Granted, depending on how subsequent events play out, North Korea may eventually have the last laugh. I think this is most likely if the Trump administration fails to secure any significant breakthrough in North Korean denuclearisation by 2020 (the last year of the Trump presidency, where he will then need to be re-elected). However, to reach this stage, the North Korean regime must have enough resources to sustain its authoritarian coalition amidst Washington’s maximum pressure campaign. Assuming the existing international sanctions against North Korea does not weaken, it appears more likely that Trump would be able to make the deal he wants.
Potentially ingenious, isn’t it?
Edit (25 May 2018): About 8 hours after the publishing of this post and 12 hours after Trump’s announcement of the summit’s cancellation, North Korea indicated that it is willing to negotiate a “Trump formula” to resolve any disagreements between Pyongyang and Washington.

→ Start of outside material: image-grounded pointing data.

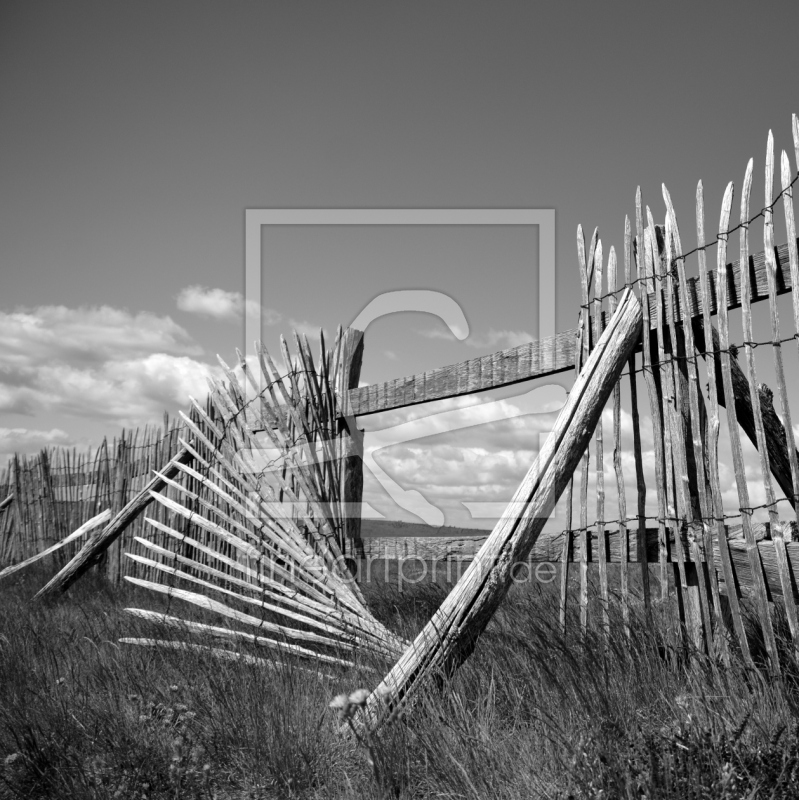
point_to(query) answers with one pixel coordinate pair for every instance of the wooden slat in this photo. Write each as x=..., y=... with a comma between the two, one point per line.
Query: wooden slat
x=450, y=636
x=556, y=354
x=779, y=542
x=549, y=546
x=672, y=428
x=621, y=497
x=735, y=444
x=713, y=400
x=585, y=349
x=687, y=369
x=639, y=464
x=600, y=457
x=654, y=401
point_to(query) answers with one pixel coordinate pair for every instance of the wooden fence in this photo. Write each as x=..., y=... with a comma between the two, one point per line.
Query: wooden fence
x=702, y=369
x=53, y=493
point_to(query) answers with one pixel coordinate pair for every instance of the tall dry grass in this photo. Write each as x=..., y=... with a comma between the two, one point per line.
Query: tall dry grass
x=533, y=713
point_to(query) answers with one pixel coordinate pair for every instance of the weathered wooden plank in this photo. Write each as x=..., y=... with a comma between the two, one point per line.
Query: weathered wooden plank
x=735, y=444
x=621, y=497
x=556, y=354
x=100, y=540
x=639, y=464
x=585, y=347
x=686, y=371
x=600, y=457
x=697, y=602
x=644, y=268
x=779, y=542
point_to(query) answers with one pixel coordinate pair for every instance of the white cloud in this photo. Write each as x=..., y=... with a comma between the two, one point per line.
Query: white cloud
x=97, y=363
x=86, y=336
x=307, y=328
x=497, y=339
x=222, y=305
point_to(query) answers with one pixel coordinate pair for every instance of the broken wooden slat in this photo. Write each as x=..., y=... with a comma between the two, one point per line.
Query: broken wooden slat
x=102, y=517
x=620, y=490
x=100, y=541
x=654, y=400
x=671, y=427
x=637, y=452
x=600, y=458
x=697, y=592
x=688, y=368
x=779, y=542
x=556, y=354
x=735, y=442
x=585, y=348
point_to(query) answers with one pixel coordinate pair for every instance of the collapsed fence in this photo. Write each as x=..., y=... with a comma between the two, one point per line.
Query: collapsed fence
x=281, y=537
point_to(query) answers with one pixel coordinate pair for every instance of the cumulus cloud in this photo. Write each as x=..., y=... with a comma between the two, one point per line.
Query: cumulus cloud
x=222, y=305
x=97, y=363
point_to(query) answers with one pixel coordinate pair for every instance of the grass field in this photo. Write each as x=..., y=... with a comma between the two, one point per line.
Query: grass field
x=533, y=713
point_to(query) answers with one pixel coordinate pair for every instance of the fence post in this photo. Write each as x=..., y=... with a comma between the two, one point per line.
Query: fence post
x=350, y=446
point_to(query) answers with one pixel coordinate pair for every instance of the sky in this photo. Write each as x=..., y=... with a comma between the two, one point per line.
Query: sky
x=135, y=136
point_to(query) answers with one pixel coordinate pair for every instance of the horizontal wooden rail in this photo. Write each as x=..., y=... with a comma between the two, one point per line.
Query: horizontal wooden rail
x=548, y=356
x=549, y=548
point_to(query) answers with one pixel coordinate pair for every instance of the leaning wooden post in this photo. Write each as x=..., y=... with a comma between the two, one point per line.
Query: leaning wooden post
x=450, y=636
x=99, y=541
x=350, y=446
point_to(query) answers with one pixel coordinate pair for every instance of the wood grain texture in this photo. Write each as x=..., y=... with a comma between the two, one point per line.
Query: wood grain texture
x=448, y=639
x=99, y=541
x=760, y=593
x=556, y=354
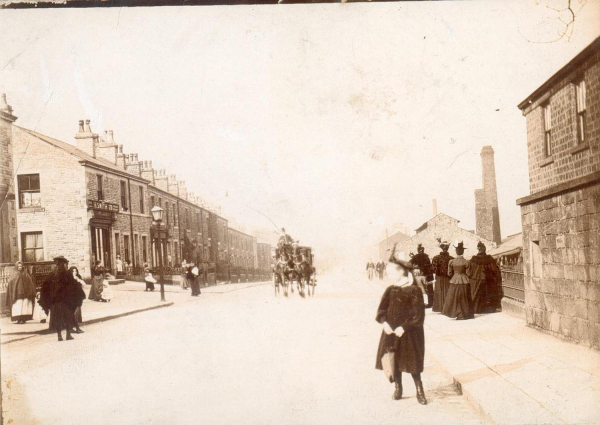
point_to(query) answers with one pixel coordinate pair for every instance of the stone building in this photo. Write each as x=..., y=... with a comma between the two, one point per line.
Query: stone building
x=561, y=216
x=487, y=216
x=444, y=227
x=77, y=202
x=8, y=221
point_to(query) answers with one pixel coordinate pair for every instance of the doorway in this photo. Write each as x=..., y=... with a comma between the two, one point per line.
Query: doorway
x=101, y=246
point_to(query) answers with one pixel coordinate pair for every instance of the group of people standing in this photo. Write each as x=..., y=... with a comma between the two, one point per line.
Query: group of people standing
x=462, y=288
x=375, y=269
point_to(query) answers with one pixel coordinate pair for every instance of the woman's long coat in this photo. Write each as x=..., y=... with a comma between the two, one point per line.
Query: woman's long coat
x=403, y=306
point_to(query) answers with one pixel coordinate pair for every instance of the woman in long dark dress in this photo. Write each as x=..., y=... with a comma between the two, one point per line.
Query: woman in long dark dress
x=486, y=282
x=458, y=303
x=442, y=280
x=97, y=282
x=20, y=295
x=79, y=282
x=402, y=313
x=59, y=295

This seems to support the argument above that the cancellation of the summit hurts North Korean interests much more than it does to the US. This may indicate that the North Korean regime may not have enough resources to maintain the support of its coalition (especially the military). The Trump administration appears to have gained the upperhand in the negotiation — even before it began. I hope only for this advantage to be well-leveraged by the US in successfully achieving a complete, verifiable and irreversible denuclearisation deal for the Korean peninsula.